Untitled - Teil 4

Autor: Zoey
veröffentlicht am: 06.09.2011


Wochen später wurde Philipp aus dem Krankenhaus entlassen. Ich hatte Max angerufen und ihm gesagt, dass ich erst wieder zurück fliegen würde, wenn ich wusste, dass es Philipp wirklich gut ging. Er war mir sofort ins Wort gefallen und hatte gesagt, dass er mir nachfliegen würde. Aber ich erwiderte, dass es besser wäre, wenn er nicht kommen würde; auch damit nicht noch mehr Verwirrung entstehen würde.
Mir war bewusst, dass ich zwar etwas für Max empfand, aber mit Philipp war es anders.
Ich beschloss wieder nach Hause zu fliegen, um die “Sache” mit Max zu beenden.
Wenn ich jetzt darüber nachdenke, dass wenn Philipp seinen Unfall nicht gehabt hätte und Whitney mich nicht angerufen hätte, dass ich den völlig falschen Mann geheiratet hätte.


Arianna bedrückte etwas. Ich spürte es, aber ich konnte sie nicht danach fragen, weil ich Angst davor hatte, wie sie reagieren könnte. Eigentlich wusste ich es ja schon. Das alles war nicht zufällig passiert. Sie würde zurück fliegen und nicht wieder kommen. Irgendwie konnte ich es ja verstehen; ich war immer der gewesen, der zufällig aufgetaucht war; ich hatte ihre Beziehung, ihre Heirat aufs Spiel gesetzt. Ganz eindeutig ein Fehler. Ich hatte nicht das Recht dazu.
Sie kam ins Zimmer und lächelte, doch ihre Augen waren mit Trauer erfüllt. Als sie sich neben mich setzte und meine Hand nahm, spürte ich dieses typische Ziehen, wenn man jemanden unbedingt küssen möchte. Aber ich wusste, dass ich es ihr dann noch viel schwerer machen würde. Also ließ ich sie einfach machen.
“Philipp, du weißt, dass es so nicht weiter gehen kann. Ich schaff das nicht. Du weißt, dass ich vor einer schweren Entscheidung stehe ich wäre dir so dankbar, wenn du mir dabei helfen könntest. Ich weiß, dass ich das nicht von dir verlangen kann, aber vielleicht kannst du dich ja trotzdem dazu überwinden. Und ich möchte dass du weißt, dass ich dich liebe.”
“Ich liebe dich. Wenn du deine Entscheidung triffst, denk bitte daran. Ich weiß, dass ich dir nicht vorschreiben kann, für wen du dich entscheidest und ich werde es auch nicht. Ich stehe voll und ganz hinter dir. Egal für mich oder für ihn.”
“Aber das reicht nicht aus Philipp. Es reich nicht aus.”

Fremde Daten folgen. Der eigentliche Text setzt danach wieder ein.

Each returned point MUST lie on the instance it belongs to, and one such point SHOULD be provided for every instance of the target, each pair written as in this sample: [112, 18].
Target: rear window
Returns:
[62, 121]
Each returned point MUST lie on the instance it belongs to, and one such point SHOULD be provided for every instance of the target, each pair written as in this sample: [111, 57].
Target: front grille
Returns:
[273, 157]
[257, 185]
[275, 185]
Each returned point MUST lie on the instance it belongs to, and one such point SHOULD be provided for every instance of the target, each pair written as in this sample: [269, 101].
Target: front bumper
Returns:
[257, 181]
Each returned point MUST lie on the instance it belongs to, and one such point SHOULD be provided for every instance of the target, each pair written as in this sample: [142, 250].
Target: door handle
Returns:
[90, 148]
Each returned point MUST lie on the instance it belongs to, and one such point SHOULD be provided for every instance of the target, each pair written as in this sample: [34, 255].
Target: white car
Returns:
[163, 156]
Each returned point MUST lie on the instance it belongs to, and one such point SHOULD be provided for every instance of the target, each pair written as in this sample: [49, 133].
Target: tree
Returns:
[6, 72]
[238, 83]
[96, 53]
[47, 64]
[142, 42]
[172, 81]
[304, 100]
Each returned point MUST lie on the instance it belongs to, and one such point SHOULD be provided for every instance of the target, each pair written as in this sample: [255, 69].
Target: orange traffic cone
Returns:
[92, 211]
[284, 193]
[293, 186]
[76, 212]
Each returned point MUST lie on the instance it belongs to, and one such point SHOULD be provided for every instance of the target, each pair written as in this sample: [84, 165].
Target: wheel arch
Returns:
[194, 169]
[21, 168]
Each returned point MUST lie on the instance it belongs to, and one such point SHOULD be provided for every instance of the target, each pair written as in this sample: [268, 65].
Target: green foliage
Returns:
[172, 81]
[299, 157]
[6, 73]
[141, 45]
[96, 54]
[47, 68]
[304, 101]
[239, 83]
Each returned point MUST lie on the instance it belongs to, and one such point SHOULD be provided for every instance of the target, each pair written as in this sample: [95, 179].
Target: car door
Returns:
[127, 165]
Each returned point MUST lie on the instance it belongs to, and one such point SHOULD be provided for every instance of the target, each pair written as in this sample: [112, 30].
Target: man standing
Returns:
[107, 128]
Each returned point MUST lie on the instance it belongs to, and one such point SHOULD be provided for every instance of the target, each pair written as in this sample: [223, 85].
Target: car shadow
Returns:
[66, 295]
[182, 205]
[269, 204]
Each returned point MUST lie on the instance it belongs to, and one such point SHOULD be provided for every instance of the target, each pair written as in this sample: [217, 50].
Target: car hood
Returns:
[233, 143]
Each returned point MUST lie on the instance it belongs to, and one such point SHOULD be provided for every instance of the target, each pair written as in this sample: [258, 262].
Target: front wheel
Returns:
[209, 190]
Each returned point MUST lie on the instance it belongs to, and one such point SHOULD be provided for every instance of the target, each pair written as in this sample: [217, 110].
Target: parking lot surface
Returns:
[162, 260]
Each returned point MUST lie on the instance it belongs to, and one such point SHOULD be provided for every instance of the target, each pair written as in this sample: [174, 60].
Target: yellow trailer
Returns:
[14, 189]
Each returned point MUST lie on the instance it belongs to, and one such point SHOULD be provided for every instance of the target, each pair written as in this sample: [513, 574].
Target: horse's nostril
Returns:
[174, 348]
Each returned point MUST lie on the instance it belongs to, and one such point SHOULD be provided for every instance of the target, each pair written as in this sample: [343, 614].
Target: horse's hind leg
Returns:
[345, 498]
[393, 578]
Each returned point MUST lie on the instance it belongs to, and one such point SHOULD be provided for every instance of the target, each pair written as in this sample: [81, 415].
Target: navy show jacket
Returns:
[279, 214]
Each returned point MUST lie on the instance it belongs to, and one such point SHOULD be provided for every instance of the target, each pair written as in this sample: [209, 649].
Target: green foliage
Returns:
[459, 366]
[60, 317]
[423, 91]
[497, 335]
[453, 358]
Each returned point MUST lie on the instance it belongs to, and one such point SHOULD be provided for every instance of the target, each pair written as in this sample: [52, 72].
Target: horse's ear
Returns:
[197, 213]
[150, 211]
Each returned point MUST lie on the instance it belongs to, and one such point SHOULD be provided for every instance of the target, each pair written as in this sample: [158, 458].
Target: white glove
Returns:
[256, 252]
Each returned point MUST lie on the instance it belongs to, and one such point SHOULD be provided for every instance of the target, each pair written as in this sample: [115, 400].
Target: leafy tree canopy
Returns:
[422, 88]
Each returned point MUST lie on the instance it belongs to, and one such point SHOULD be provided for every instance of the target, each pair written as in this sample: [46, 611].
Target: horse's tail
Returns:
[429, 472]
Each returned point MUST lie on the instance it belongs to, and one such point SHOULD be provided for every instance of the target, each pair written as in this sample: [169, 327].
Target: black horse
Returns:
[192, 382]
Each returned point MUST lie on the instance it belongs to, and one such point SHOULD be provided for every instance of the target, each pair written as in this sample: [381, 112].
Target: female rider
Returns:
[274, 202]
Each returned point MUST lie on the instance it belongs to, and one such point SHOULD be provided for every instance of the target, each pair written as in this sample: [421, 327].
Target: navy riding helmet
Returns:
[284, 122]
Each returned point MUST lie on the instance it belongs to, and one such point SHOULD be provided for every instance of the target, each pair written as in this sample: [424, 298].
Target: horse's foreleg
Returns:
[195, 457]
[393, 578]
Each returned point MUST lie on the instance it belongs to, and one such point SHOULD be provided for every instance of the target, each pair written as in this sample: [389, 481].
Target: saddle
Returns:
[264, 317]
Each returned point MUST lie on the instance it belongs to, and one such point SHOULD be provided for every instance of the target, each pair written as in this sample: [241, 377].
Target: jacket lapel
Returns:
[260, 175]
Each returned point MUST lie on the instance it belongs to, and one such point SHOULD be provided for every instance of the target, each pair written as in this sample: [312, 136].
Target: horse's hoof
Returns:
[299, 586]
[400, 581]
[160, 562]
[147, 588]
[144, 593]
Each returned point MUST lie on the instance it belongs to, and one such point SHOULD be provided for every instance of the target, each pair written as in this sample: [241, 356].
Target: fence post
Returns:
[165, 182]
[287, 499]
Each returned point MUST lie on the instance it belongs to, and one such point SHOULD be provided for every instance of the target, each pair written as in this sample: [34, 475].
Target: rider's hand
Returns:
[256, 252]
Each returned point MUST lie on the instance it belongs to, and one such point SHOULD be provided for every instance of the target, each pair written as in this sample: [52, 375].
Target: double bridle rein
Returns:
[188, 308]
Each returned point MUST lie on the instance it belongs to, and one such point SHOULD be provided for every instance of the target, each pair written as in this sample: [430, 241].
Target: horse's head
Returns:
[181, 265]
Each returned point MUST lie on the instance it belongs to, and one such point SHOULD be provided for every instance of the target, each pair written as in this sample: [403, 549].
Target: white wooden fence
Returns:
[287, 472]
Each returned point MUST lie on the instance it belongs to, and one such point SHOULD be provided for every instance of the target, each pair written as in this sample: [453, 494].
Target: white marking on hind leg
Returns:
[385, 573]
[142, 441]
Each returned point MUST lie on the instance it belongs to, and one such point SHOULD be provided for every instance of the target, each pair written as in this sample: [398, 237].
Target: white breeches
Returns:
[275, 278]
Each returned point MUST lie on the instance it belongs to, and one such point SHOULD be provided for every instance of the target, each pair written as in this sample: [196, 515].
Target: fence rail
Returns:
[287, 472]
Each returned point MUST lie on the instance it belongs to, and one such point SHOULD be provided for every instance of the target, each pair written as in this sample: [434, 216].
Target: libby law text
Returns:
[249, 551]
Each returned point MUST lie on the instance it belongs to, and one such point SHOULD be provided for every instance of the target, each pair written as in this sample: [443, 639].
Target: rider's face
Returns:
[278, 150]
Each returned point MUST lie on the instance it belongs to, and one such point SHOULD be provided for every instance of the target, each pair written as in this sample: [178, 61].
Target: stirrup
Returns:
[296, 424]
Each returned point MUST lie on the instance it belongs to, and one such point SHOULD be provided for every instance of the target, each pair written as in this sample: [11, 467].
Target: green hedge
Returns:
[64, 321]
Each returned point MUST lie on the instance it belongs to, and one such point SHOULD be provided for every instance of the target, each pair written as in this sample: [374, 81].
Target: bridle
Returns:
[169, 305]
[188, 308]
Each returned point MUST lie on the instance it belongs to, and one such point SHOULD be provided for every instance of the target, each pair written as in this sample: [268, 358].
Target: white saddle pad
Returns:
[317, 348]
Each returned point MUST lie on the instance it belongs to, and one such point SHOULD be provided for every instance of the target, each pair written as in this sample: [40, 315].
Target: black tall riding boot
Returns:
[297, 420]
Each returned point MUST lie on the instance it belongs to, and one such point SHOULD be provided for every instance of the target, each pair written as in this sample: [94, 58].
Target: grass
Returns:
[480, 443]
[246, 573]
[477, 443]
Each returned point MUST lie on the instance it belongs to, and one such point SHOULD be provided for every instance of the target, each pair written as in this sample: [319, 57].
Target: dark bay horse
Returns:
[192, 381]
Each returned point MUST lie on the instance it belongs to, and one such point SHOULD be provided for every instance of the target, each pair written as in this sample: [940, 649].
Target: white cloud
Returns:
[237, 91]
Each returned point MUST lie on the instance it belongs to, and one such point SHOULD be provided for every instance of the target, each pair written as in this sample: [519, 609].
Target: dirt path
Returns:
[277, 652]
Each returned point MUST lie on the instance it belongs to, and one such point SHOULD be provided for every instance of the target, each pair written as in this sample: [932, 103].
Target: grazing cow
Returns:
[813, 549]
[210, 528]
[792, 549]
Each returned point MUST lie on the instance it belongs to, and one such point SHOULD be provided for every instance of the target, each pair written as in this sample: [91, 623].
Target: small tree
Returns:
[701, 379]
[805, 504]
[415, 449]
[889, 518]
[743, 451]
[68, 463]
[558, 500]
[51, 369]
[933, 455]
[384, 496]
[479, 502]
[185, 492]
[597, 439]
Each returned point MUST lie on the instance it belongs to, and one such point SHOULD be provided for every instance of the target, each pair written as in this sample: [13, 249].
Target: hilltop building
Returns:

“Aber es muss. Ich habe noch nie für jemanden so stark empfunden. Du bist die Erste. Ich möchte dich nicht noch einmal verlieren. Ich möchte nicht noch einmal diesen Schmerz durchleben; nicht zu wissen. Es ist einfach unerträglich. Ich weiß, dass ich dich damit bestimmt nicht umstimmen kann.”
“Philipp, ich kann einfach nicht mehr. All die Jahre habe ich versucht dich zu vergessen, habe versucht mich abzulenken und nicht an dich zu denken, weil ich immer gedacht habe, dass du nichts für mich empfindest. Als Max mir diesen Heiratsantrag gemacht hat, musste ich urplötzlich wieder an dich denken. Wie es damals war. Und dann hat Whitney mich angerufen und ich hatte solche Angst um dich; dass du stirbst und ich dich nie wieder sehen kann. Ich hatte Angst. Und jetzt sitzt du vor mir, quicklebendig und sagst mir, dass du mich liebst. Für dich klingt das wahrscheinlich einfach, aber es ist nicht so. Du bedeutest mir viel, sehr viel sogar. Und Max, ich weiß auch nicht, ich liebe ihn auch und das kann ich nicht so einfach abstellen. Diese Entscheidung zwischen dir und ihm habe ich schon gehasst, als ich deinen Blick sah. Wie du im Bett gelegen hast, völlig hilflos und wie deine Augen zu meiner Hand gewandert sind. Der Schmerz und die Wut waren nicht zu übersehen. Du sahst so schlimm aus und ich war so überfordert mit dieser Situation, bei der du es mir auch nicht gerade leicht gemacht hast. Ich kann das einfach nicht. Es tut mir Leid, Philipp.”
Sie sank in meine Arme und ich spürte die feuchte Wärme an meiner Brust.
“Ich wollte nicht, dass du so leidest. Ich hatte keine Ahnung, dass du so leidest. Wenn ich das gewusst hätte, hätte ich Whitney gebeten dich nicht anzurufen, wenn ich es gewusst hätte.”
“Selbst wenn du mich gebeten hättest nicht zu kommen, ich hätte es trotzdem getan. Es ändert nichts, ob du mich darum gebeten hättest oder nicht. Denn du bist mir so wichtig. Das hättest du nicht von mir verlangen können.”
“Ich weiß, aber ich hätte es trotzdem getan!”
Sie nuschelte in das mittlerweile nasse T-Shirt. Ihr Kopf fuhr ruckartig nach oben, sodass sie mir in die Augen sehen konnte und schaute mich an. “Philipp…”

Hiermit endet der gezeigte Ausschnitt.